Supremo Tribunal Federal

RECURSO EXTRAORDINÁRIO COM AGRAVO 1.317.522 SÃO PAULO

REGISTRADO : MINISTRO PRESIDENTE

RECTE.(S) : ELETROPAULO METROPOLITANA ELETRICIDADE

DE SÃO PAULO S.A.

ADV.(A/S) : ALEXANDRE DE MENDONCA WALD

RECDO.(A/S) : MINISTÉRIO PÚBLICO FEDERAL

PROC.(A/S)(ES) : PROCURADOR-GERAL DA REPÚBLICA

DECISÃO: Trata-se de recurso extraordinário com agravo contra decisão de inadmissão do recurso extraordinário.

O apelo extremo foi interposto com fundamento na alínea a do permissivo constitucional.

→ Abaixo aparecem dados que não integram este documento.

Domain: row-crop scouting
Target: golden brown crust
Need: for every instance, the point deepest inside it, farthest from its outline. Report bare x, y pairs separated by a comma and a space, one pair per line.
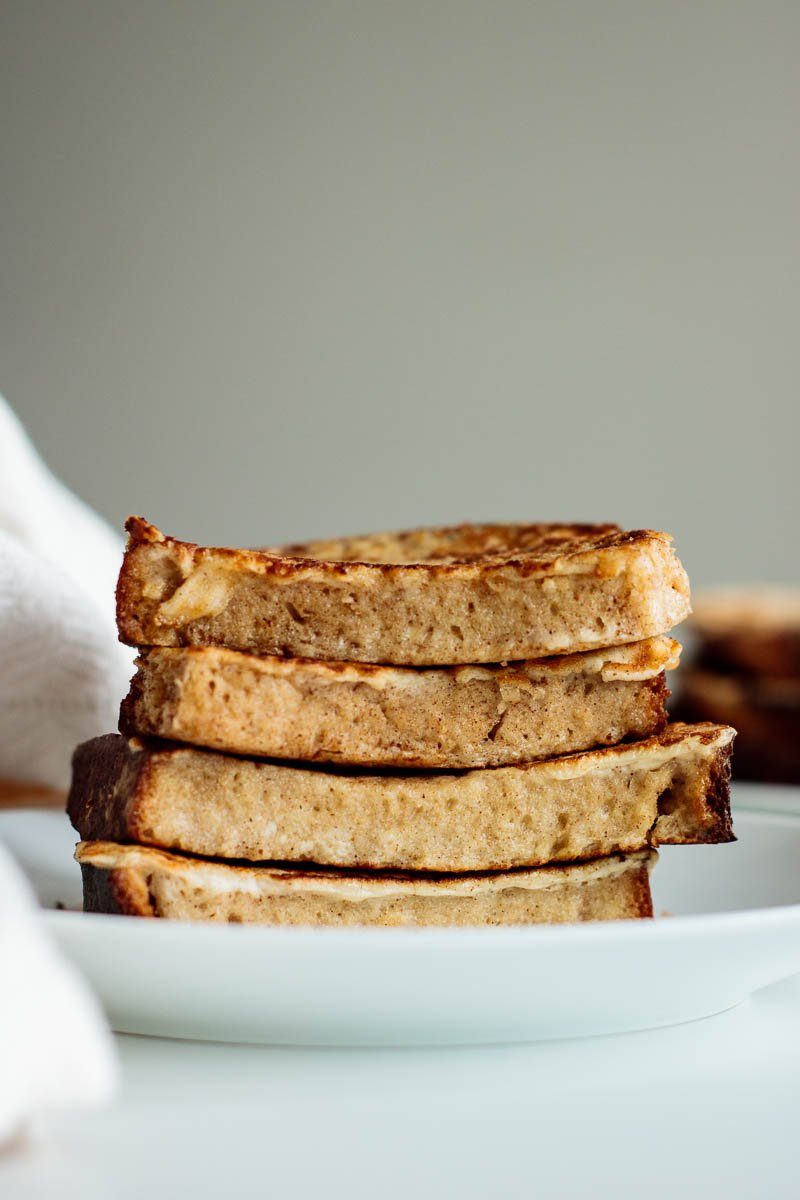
398, 717
138, 881
467, 594
667, 790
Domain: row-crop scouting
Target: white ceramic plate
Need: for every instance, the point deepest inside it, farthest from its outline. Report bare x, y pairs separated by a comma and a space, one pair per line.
734, 928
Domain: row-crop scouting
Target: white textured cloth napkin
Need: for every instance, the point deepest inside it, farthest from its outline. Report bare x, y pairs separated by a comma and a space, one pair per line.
62, 671
55, 1050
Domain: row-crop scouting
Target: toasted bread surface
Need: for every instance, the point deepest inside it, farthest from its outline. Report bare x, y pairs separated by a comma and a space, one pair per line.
146, 882
439, 597
400, 717
666, 790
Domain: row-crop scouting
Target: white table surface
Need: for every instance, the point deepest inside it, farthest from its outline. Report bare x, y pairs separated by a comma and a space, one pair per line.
709, 1109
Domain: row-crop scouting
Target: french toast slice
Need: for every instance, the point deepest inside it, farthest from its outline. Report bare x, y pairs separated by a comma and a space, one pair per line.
426, 598
400, 717
669, 789
145, 882
763, 709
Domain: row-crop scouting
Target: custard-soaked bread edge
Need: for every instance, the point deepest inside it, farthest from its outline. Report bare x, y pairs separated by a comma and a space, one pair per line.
669, 789
144, 882
529, 599
400, 717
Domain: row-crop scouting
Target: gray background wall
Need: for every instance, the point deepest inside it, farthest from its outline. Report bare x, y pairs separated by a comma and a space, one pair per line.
288, 269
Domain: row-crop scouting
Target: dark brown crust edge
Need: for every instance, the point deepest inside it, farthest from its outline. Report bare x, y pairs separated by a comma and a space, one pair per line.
118, 892
108, 779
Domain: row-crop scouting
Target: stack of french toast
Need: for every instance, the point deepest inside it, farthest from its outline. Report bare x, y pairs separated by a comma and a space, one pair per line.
457, 726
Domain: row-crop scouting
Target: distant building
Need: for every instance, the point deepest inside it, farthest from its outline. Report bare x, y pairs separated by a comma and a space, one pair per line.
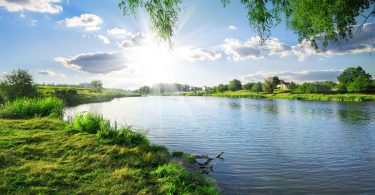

O acórdão recorrido ficou assim ementado:

“PROCESSUAL CIVIL. AGRAVO RETIDO. AÇÃO CIVIL PÚBLICA. INDEFERIMENTO DE PRODUÇÃO DE PROVA PERICIAL. JULGAMENTO ANTECIPADO DA LIDE. IMPROCEDÊNCIA DO PEDIDO POR AUSÊNCIA DE COMPROVAÇÃO. CERCEAMENTO DE DEFESA CONFIGURADO. 1. A produção de referida prova restou indeferida porquanto entendeu o Juízo de Primeiro Grau que a matéria tratada nos autos seria eminentemente de direito, suscetível de comprovação documental. 2. O pedido restou julgado improcedente pela ausência de comprovação dos fatos alegados. 3. Houve cerceamento do direito de defesa, porquanto o Superior Tribunal de Justiça, em reiteradas oportunidades já reconheceu que este se configura quando o juiz, indeferindo a produção de provas requerida, julga antecipadamente a lide, e a pretensão veiculada é considerada improcedente justamente porque a parte não comprovou suas alegações. 4. Agravo retido acolhido. 5. Nulidade da sentença que se reconhece. 6. Retorno dos autos ao Juízo de origem para produção da prova testemunhal. 7. Apelação prejudicada”.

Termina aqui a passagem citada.